If I understand 'social enterprise' correctly,
it goes like this: "an organisation that applies commercial strategies to maximize improvements in human and environmental well-being". The problem of being social entreprise is, well, in being an entreprise.
You not only are seen differently by people - you are also supposed to see the world differently, through spectacles of 'commercial strategy', so to speak.
Being a business entity (even different in it's relationship with shareholders, as it is the case of social entreprise) imposes business language, logic, all emotional and cognitive structure of a, well, business entity. And it is not just you (we) - it is the whole world that changes the perception of you. Defining yourself as the enterprise, ties you to the vast mental burden (and heritage) of capitalist system - the burden we are actually trying to get rid of.
It's tempting, indeed. We (almost) all have been born and bred to believe that this marvellous toolset of capitalist entrepreneurship can do anything. And in skilled and benevolent hands - our hands - will certainly sort the world's problems out.
Except it's not true. [metaphore on] Master's tools will never dismantle Master's house. And bootstrapping works in Von Munchausen's tall tales only. If you sit down to the blackjack table, you better not play chess there - or you perish. [metaphore off]
The good example of social entrprise approach is what James phrased so well: if your community needs steelworks and you have no money for steelworks, adjust. Run a community clothing bank instead. Be pragmatic. Show must go on. The fact that the community REALLY needs steelworks simply fades into a woodwork. Personally, I ceased to be that pragmatic. The world (or system, if you prefer) is ingenious in setting circumstances up to make us behave (according to it's rules) and our socially conditioned minds are relentless in finding rationalisations why we should conform. BUT I BELIEVE Edgeryders were meant to change the world - not to be changed by it.

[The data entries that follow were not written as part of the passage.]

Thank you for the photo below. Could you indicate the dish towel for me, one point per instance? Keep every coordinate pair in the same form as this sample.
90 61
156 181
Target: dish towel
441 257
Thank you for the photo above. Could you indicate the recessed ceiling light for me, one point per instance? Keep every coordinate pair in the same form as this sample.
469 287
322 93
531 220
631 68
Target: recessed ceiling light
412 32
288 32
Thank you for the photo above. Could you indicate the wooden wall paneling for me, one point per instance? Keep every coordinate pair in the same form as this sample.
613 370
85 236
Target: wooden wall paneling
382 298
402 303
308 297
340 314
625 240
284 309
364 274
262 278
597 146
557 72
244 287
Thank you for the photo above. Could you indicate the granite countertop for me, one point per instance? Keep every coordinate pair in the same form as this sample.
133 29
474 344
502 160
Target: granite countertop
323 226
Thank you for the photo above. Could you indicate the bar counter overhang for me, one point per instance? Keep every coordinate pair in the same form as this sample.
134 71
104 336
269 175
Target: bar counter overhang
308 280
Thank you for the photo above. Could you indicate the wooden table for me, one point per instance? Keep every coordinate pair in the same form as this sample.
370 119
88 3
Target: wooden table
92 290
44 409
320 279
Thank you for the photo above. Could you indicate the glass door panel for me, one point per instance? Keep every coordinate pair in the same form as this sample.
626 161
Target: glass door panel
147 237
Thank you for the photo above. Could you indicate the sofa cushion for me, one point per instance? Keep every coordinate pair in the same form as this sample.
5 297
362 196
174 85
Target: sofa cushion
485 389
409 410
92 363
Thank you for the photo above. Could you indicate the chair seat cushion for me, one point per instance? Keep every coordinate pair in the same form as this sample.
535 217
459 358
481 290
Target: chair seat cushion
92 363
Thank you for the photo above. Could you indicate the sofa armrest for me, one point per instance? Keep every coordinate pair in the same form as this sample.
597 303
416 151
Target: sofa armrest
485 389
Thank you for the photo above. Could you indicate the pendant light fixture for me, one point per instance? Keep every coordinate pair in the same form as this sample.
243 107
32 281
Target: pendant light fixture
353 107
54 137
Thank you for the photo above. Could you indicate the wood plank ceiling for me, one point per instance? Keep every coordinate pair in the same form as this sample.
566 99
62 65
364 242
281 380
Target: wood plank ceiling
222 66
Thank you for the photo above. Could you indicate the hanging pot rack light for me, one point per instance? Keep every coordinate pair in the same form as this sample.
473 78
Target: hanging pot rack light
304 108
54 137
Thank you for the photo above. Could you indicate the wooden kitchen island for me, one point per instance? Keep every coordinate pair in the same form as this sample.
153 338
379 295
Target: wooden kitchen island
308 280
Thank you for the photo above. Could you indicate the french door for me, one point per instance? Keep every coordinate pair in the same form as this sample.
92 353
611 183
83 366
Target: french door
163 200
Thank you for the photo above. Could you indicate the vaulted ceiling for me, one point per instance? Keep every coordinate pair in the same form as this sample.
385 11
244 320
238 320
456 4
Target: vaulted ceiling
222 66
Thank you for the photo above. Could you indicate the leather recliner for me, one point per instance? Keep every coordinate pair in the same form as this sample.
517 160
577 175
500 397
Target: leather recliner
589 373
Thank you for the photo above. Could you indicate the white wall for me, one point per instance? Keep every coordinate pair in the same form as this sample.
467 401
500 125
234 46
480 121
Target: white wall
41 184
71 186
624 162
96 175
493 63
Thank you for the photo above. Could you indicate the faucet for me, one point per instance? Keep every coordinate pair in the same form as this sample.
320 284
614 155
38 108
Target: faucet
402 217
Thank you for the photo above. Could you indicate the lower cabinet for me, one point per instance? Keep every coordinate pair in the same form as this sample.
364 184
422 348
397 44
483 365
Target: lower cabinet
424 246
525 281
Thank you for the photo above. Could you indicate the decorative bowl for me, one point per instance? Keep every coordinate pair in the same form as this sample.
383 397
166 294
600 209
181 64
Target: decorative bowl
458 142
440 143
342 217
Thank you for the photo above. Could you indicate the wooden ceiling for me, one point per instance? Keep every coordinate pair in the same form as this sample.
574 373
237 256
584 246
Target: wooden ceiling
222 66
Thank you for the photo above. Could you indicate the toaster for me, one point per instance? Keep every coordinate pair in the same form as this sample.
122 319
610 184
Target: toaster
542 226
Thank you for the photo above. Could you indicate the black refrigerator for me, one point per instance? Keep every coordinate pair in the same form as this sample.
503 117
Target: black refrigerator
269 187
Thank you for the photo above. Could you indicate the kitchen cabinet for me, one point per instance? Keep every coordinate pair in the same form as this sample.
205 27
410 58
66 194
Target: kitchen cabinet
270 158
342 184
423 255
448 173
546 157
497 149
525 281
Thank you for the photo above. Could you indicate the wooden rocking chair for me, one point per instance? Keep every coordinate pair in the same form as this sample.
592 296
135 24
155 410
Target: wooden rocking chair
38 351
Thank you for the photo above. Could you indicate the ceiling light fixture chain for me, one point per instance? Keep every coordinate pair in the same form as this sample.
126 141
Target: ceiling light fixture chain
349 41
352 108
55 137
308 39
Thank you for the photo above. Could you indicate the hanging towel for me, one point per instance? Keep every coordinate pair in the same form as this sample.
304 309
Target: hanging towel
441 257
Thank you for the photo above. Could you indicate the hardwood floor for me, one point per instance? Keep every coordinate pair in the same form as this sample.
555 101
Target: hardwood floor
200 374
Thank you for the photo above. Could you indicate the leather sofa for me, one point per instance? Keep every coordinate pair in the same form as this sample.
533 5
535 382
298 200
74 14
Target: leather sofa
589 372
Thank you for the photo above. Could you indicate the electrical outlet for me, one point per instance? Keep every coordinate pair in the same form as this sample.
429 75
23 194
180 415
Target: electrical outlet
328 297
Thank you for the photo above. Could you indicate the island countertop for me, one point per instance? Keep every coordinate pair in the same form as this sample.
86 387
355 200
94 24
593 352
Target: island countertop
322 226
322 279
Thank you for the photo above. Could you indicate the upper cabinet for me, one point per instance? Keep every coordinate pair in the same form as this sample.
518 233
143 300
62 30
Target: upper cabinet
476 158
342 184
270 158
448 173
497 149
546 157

In his almost iconical "The Fifth Paragraph", Alberto listed a set of advantages he sees in changing Edgeryders into an Edgeprise. These are advantages, I agree. But they are by no means unique to the business entity form. Every foundation or association can provide:
Linking point between freestyle activists and policy makers (provided both sides want to be linked).
A revenue stream. I do not know formal nuances for the rest of EU, but in Poland foundations and registered associations are allowed to run business activity, as a side one, to support their statutory objectives. Apart from that - a non-business entity has several additional funding sources available, like donations and wills.
Paid work or even some jobs. To whom it may concern (not me ) - it's just the same with the foundation & association.
To cut the long rant brief, I think we may have most of advantages, with the least of disadvantages, if we decide to form (I stick with Polish legal framework, why not) a registered association, being internally structured as a cooperative, with strongly defined statutory goals and the charter allowing business activity to support them.
For those, who like doing business, it would give a lot of playground - and the important role to play in the whole community. For those who prefer Edgeryders as they are now - the non-business activity will stay unharmed, even reinforced.
And as long the direct democracy, in the form of cooperative, will be maintained, I do not expect any major trouble with the community spirit.
As a last thing - some of you may be aware of the situation of Couchsurfing after they decided to go commercial - how many people, often long-time dedicated members, decided to leave and join totally freestyle Bewelcome, just because of this.
We do not wont that for Edgeryders, I hope.